I write. But I never realised that I write only when I am not exactly in my normal state of emotions. I guess that's why all the great writers who came up with classics were either depressed, opium addicts or plain insane. I might just turn out to be a retard. Definitely not one of those who need rehab. Now, what has been my muse all along? People? Situations? Life? Mould it all in one. It's been life affected by people who were under the influence of certain situations.
Some people have a problem because they are anti social and don't know how to retaliate other's care and emotional attachments. My problem, on the other hand is quite the opposite. Being too social is what works as a negative here. Giving all I can to make sure that they know I care and love them. Expecting them to do the same? Not really. But definitely expecting something. What really does happen at the end? They love me, respect me. But I am probably 'too good' for them! And that's not even sarcastic! How does one beat that?

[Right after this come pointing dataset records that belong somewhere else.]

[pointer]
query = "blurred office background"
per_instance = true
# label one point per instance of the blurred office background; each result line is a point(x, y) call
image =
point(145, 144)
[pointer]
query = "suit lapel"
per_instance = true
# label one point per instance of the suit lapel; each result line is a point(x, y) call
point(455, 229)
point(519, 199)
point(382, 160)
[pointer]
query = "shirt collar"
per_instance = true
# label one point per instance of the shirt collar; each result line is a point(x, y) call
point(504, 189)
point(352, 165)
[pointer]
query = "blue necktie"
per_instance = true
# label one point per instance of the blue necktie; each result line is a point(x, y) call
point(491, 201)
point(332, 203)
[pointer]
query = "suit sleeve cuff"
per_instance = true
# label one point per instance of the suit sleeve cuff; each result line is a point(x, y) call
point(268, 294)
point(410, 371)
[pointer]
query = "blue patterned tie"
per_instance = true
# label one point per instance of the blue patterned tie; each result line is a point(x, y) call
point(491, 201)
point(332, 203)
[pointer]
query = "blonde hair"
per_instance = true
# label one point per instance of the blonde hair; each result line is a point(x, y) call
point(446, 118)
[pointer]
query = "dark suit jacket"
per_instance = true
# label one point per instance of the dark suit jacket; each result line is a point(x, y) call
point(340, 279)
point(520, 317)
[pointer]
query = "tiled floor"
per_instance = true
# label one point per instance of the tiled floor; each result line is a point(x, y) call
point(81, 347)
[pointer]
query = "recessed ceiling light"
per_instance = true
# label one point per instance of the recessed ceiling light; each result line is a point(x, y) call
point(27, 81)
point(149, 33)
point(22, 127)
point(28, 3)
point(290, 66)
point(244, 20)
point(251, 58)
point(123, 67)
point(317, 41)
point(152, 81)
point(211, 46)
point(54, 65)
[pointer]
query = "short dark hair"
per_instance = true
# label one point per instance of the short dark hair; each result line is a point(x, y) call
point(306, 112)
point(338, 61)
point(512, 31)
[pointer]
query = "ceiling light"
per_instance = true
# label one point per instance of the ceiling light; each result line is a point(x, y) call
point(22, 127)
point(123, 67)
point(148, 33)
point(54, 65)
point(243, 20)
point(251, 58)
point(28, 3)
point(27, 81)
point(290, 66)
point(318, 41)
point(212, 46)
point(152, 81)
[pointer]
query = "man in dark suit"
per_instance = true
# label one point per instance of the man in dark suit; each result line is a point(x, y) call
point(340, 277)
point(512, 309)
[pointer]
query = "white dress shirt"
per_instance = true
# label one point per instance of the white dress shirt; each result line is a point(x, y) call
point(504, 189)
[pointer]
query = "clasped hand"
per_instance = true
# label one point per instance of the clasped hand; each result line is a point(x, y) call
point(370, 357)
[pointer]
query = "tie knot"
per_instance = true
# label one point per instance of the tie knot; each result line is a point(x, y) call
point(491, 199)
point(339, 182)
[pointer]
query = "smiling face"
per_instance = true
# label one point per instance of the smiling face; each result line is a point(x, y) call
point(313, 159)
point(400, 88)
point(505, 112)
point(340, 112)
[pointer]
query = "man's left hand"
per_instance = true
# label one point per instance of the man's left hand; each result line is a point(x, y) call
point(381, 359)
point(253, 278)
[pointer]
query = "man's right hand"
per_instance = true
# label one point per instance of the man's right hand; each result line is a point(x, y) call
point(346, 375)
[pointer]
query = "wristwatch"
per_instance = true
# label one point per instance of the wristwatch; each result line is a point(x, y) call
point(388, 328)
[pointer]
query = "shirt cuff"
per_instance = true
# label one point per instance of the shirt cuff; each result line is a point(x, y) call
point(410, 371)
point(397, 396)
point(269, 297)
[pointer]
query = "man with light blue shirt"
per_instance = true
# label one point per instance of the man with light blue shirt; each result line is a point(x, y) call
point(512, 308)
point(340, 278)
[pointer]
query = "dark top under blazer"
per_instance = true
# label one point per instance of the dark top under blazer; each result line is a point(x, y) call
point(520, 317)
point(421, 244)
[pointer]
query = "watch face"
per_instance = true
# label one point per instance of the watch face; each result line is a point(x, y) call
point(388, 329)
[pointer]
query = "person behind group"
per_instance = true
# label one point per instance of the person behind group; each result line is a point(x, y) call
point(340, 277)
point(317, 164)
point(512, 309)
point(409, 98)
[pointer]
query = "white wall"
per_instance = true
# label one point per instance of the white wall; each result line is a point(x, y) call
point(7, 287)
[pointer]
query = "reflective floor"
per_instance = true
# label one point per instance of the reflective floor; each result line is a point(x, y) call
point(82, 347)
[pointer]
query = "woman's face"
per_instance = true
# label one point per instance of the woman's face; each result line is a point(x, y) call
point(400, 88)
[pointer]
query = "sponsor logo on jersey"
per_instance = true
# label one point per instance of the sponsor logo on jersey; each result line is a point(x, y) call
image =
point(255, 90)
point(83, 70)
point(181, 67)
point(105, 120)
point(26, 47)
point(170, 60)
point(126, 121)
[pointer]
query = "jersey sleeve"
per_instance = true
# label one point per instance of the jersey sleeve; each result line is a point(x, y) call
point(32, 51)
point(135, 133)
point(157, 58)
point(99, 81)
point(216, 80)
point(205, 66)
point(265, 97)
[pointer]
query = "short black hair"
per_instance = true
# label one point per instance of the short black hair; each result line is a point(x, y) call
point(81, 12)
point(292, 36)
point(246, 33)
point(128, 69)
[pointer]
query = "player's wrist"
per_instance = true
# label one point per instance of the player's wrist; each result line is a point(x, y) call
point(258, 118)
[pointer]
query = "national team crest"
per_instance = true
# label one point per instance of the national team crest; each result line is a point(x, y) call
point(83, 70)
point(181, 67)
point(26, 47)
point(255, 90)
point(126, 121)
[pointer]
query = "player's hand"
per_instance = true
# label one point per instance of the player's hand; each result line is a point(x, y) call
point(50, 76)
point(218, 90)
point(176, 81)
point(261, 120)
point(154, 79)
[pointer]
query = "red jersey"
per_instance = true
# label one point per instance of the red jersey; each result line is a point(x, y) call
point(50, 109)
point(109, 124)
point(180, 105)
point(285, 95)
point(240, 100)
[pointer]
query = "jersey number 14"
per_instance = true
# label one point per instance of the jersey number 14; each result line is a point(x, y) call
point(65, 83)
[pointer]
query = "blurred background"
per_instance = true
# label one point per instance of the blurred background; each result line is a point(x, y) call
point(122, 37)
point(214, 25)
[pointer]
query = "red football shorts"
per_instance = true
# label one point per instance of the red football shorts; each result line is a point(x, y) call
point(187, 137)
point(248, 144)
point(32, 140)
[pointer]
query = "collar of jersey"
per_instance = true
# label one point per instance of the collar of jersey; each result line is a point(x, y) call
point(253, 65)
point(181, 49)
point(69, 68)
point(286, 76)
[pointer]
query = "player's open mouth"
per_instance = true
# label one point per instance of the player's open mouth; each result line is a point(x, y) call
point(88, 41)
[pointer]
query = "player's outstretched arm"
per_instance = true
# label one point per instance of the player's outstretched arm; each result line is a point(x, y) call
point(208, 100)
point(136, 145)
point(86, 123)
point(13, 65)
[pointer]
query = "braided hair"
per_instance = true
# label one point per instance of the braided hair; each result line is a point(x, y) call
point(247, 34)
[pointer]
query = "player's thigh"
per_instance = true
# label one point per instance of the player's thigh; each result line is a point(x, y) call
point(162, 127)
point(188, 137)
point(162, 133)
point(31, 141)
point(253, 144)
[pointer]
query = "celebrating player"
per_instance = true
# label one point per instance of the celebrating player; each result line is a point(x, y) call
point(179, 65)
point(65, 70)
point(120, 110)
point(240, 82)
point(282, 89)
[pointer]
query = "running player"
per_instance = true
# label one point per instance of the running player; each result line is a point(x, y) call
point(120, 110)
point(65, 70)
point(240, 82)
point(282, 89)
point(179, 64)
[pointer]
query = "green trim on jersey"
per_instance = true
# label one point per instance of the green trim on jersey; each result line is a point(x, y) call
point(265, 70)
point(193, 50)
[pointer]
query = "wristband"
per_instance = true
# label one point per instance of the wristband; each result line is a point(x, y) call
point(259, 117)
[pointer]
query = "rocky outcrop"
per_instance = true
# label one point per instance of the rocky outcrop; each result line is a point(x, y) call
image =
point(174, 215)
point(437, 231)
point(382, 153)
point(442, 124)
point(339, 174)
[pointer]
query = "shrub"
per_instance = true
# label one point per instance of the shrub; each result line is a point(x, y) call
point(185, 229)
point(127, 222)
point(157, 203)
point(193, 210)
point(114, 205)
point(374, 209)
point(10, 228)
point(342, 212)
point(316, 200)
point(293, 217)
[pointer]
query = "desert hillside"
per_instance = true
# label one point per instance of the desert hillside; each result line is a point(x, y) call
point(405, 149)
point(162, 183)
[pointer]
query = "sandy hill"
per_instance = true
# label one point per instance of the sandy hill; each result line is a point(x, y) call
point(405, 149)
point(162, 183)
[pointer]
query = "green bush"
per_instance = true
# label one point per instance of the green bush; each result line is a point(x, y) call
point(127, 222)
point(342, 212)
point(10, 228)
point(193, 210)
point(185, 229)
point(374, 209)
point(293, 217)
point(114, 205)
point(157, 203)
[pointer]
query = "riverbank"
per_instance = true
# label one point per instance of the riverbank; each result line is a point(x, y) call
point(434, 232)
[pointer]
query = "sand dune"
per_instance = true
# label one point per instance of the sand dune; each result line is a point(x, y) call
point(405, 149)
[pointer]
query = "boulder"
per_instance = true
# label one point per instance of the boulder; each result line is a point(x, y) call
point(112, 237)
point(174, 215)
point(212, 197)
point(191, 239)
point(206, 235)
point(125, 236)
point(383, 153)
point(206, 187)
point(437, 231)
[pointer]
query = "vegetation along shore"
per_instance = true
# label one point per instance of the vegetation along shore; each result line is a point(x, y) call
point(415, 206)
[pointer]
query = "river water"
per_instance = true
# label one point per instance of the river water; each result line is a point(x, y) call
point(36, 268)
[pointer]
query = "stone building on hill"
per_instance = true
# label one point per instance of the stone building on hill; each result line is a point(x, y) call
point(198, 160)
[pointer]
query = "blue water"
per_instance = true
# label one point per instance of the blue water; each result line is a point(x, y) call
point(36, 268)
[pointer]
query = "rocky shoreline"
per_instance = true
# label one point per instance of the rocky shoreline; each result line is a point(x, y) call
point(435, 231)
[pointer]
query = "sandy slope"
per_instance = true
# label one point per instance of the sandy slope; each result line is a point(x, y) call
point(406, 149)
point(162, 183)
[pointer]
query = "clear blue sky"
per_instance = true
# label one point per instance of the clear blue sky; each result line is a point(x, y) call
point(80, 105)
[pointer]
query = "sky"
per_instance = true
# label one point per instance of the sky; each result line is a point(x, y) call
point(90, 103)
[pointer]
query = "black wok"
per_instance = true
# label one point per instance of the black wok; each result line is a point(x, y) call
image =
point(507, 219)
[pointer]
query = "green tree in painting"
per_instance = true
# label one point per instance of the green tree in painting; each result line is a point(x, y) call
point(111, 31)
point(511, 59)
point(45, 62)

Thinking I was a part of their lives when I was a part of it is another illusion I entertain myself with. Later realising that 6 years of friendship with a person who ended up as a complete jerk mattered more than a friendship of 10 years. Because I didn't end it badly enough for them to remember? Rather I was subtle enough to exit without being noticed. And still. I fall for it every freaking time. Don't I? They say, "What goes around, comes back around". It sure does. Everybody came around. And I was still the same as if waiting for them to realise the long due importance I always wanted. And? And what? They left again. Everytime. Everyone.
Realisation. Introspection. Conclusion? Still trying to find a closure. Trying to get over it. But just when it all seems not to bother anymore, comes along a breeze of past demolishing the delicate hopes. Not just the past. The present can do damage too. It does. Just when you thought you could abstain from getting attached, you fall for the words. Oh, how convincing someone's words can be. Though, knowing not the genuine feelings involved, you fall for it. Yes, 'fall'! And then what follows is completely alien to you. You have no idea whether to put in efforts, or would it end the same disastrous way it did once just because you smothered the other. What if you are expected to do your bit? And you don't? In any scenario it's a lost situation because of one person who made you lose utter faith in the whole concept of depending on someone to listen to you or be there for you.
Truth to be told, my life is supposed to eventful at the moment but I have no idea what is happening. But yes, it can never ever be as eventful as others have lived their lives to be.